Basically, there are different types of possible shares. First, an each exact match has two or more work area functions that are exactly the same. Second, a partial match has one work area function that is a subset of another. Third, an intersection has some overlapping between two work area functions, but they are not subset of each other. Such functions can share these work areas because they can be computed from the same work area.
To implement the invention in a relational database program, such as DB2, for each algebraic function, a work area column (of type Bit Data) which may contain multiple logical fields is created. Thus, the invention provides a work area approach for incremental algebraic AST maintenance, in particular, the association of a work area with each algebraic function. Then, the maintenance of the algebraic function turns to the maintenance of its corresponding work area.
With the invention, the association of a work area for each algebraic function makes the aggregate algebraic function incrementally maintainable. Also, the invention designs a framework in the query compilation phase for incremental maintenance of the algebraic functions in AST. The invention addresses precision errors of incremental maintenance by incrementally maintaining estimates of the errors. Also, the invention generalizes the solutions and framework to any algebraic functions, even user defined aggregates.
One benefit of the invention is performance. The invention permits incremental maintenance of ASTs with algebraic functions. Incremental maintenance is often much more efficient than full recomputation.

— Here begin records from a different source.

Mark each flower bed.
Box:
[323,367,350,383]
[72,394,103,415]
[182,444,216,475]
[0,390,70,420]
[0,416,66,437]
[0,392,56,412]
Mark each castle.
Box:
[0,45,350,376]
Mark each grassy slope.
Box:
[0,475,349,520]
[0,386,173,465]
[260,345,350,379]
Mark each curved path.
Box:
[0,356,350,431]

ASTs are used to improve query performance.
While the invention has been described in terms of preferred embodiments, those skilled in the art will recognize that the invention can be practiced with modification within the spirit and scope of the appended claims.

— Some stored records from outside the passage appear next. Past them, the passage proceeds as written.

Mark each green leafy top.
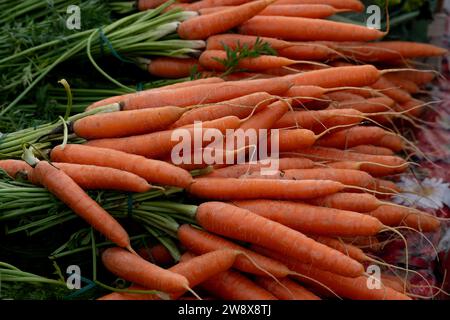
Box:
[213,38,277,76]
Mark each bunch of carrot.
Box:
[0,0,445,300]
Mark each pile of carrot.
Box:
[0,0,446,300]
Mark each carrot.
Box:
[32,161,132,250]
[375,179,402,192]
[384,73,420,94]
[85,116,240,158]
[178,0,274,40]
[233,199,383,236]
[86,77,224,110]
[290,64,381,88]
[308,235,368,263]
[327,91,365,102]
[236,100,290,134]
[253,247,410,300]
[307,192,381,212]
[45,162,151,192]
[274,109,364,133]
[337,41,447,62]
[172,92,275,128]
[0,159,33,178]
[278,42,336,61]
[73,107,186,139]
[50,144,193,188]
[367,205,441,232]
[241,16,385,41]
[102,249,238,300]
[392,70,436,86]
[329,97,395,115]
[268,129,317,151]
[102,247,189,292]
[199,4,348,19]
[177,224,290,277]
[147,57,201,79]
[201,271,277,300]
[283,86,326,106]
[298,147,408,177]
[340,236,382,251]
[196,202,364,277]
[256,277,321,300]
[275,0,364,11]
[188,177,344,200]
[260,168,375,188]
[372,77,412,103]
[199,50,297,72]
[207,158,314,178]
[317,126,404,151]
[347,144,394,156]
[119,78,291,110]
[138,244,174,266]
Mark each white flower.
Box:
[393,177,450,209]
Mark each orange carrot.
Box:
[0,159,33,178]
[199,50,297,72]
[189,177,344,200]
[102,249,238,300]
[85,116,240,158]
[73,107,186,139]
[50,144,193,188]
[172,92,275,128]
[102,247,189,292]
[177,224,290,277]
[371,77,412,103]
[317,126,404,151]
[86,77,224,110]
[195,202,364,277]
[233,199,383,236]
[268,129,317,152]
[198,4,342,19]
[46,162,151,192]
[327,91,365,102]
[207,158,314,178]
[254,248,410,300]
[337,41,447,62]
[392,70,436,86]
[275,0,364,11]
[383,73,420,94]
[239,99,290,131]
[201,271,277,300]
[32,161,131,250]
[308,235,370,262]
[290,64,381,88]
[241,16,384,41]
[119,78,292,110]
[330,97,395,115]
[347,144,394,156]
[147,57,201,79]
[138,244,174,266]
[292,147,408,177]
[367,205,440,232]
[178,0,274,39]
[256,277,321,300]
[274,109,364,133]
[307,192,381,212]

1. J. A. Blakeley et al., “Efficiently Updating Materialized Views”, Proceedings of SIGMOD, pp. 61-71, 1986.
2. J. Gray et al., “Data Cube: A Relational Aggregation Operator Generalizing Group-By, Cross-Tab, and Sub-Total,” In Proceedings of IEEE International Conference on Data Engineering, pp. 152-159, 1996.

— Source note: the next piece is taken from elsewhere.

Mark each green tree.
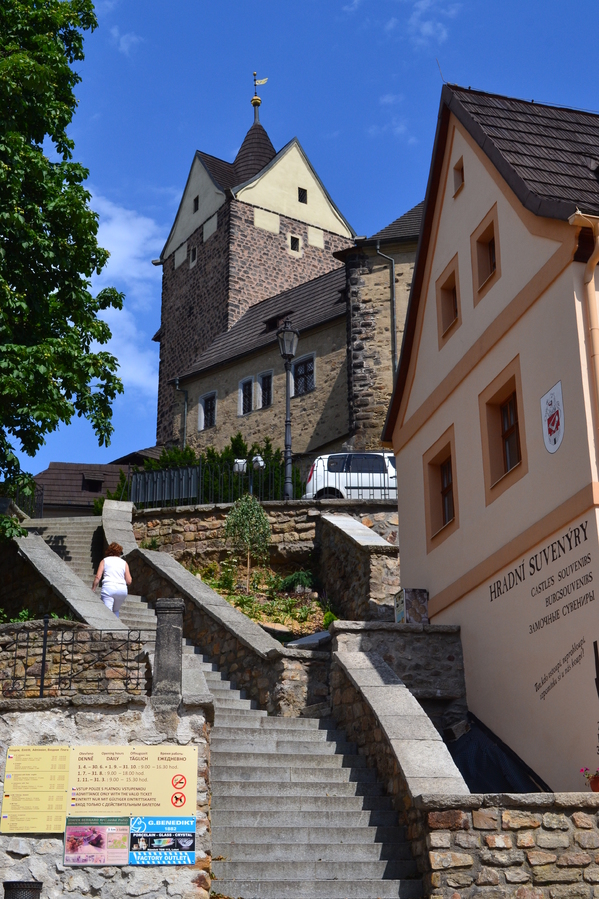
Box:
[0,0,123,492]
[225,494,270,593]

3. A. Gupta et al, “Maintenance of Materialized Views: Problems, Techniques, and Applications,” IEEE Data Engineering Bulletin, Special Issue on Materialized Views and Warehousing, 18(2): 3-19, 1995.
4. I. Mumick et al., “Maintenance of Data Cubes and Summary Tables in a Warehouse,” In Proceedings of SIGMOD, May, 1997.
5. T. Palpanas et al., “Selective Recomputation for Non-Distributive Aggregate Functions,” In Proceedings of VLDB, 2002.
6. K. Salem et al., “How to Roll a Join: Asynchronous Incremental View Maintenance,” In Proceedings of SIGMOD, PP. 129-140, 2000.
7. Y. Zhuge et al., “View Maintenance in a Warehousing Environment,” In Proceedings of SIGMOD, PP. 316-327, May, 1995.
The present application is related to pending U.S. patent application Ser. No. 09/453,892, filed Dec. 2, 1999 to Roberta Cochrane et al., entitled “Incremental Maintenance of Summary Tables with Complex Grouping Expressions,” having (IBM) Docket No. AM9-99-0231; U.S. patent application Ser. No. 10/335,376 filed Dec. 30, 2002 to Roberta Cochrane et al., entitled “System and Method For Incrementally Maintaining Non-Distributive Aggregate Functions In a Relational Database,” having (IBM) Docket No. ARC920030030US1; and Canada Patent Application No. 241 4983 filed in Canada on Dec. 23, 2003, entitled “Independent Deferred Incremental Refresh of Materialized Views”, having (IBM) Docket No. CA9-2002-0036. The foregoing applications are assigned to the present assignee, and are all incorporated herein by reference.